We are all familiar with global warming deniers, many associated with various conservative think-tanks, that have no truck with science. Now Osborne introduces us to another set of folks who are mathematically instead of scientifically challenged: "Deficits don't matter because our great nation will always find some dumb sumbi***es to lend to us" and all that jazz. Fortunately, current UK leadership has had enough of American-style jihads on fiscal sanity:
George Osborne today insisted making Britain “a more equal and fair” country was at the heart of his economic policy. The Chancellor used speech to the City to insist that spending cuts would not destroy growth nor make Britain less fair. He also attacked “deficit deniers” in the Opposition parties for being willing to pass on huge debts to the nation's children.Thankfully, the rest of the world seems to be keener on following the UK's lead, not that of the American heartland of deficit deniers. Let's just see where the latter end up; I can hardly wait.
Speaking before his speech, he said: “I want, fundamentally, a child born at the end of this period of government to have better life chances than a child born at the beginning of this government if they are born in disadvantaged circumstances.” The Chancellor added: “I also want to make sure that child is not burdened with debts that this generation were not prepared to pay off.”
He said ring-fencing the NHS and overseas aid budgets showed the Coalition was committed to fairness, although it meant bigger cutbacks elsewhere. Mr Osborne argued in his speech that public spending is being shifted to areas that will boost Britain's long-term success...“We are shaping the economy of the future by promoting a pro-growth agenda,” he said at Bloomberg's offices. “It is not about how much the government spends but about what the government actually does with the money...”

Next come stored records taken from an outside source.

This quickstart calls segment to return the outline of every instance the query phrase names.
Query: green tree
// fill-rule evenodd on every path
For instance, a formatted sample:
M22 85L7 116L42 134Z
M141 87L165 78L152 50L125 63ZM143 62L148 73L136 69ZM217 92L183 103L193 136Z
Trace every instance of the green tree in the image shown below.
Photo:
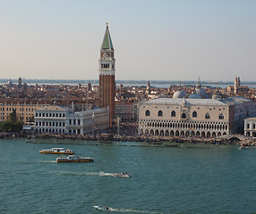
M17 121L16 110L13 109L13 112L9 114L9 119L13 123Z

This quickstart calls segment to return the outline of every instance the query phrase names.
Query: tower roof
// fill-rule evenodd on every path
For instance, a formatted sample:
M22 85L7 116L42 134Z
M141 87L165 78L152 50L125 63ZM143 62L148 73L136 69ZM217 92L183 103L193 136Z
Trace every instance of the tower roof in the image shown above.
M114 50L114 46L111 41L111 37L108 29L108 24L107 23L107 28L103 38L103 42L101 45L101 49L109 49L109 50Z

He said there were grounds for "cautious optimism" over the country's prospects, but warned that the situation could deteriorate quickly if the Government went into "denial" over the scale of the deficit. "Employment is growing at the fastest pace for over a decade, confounding predictions that the economy cannot generate private sector jobs. Manufacturing is picking up and exports are recovering thanks to increasing global demand," he said.
"As the Bank of England confirmed last week, this is consistent with the kind of gradual recovery forecast by the Office for Budget Responsibility at the time of the Budget. The much-needed rebalancing of our indebted economy - away from government and towards the private sector, away from consumption and towards business demand, away from imports and towards exports - is beginning."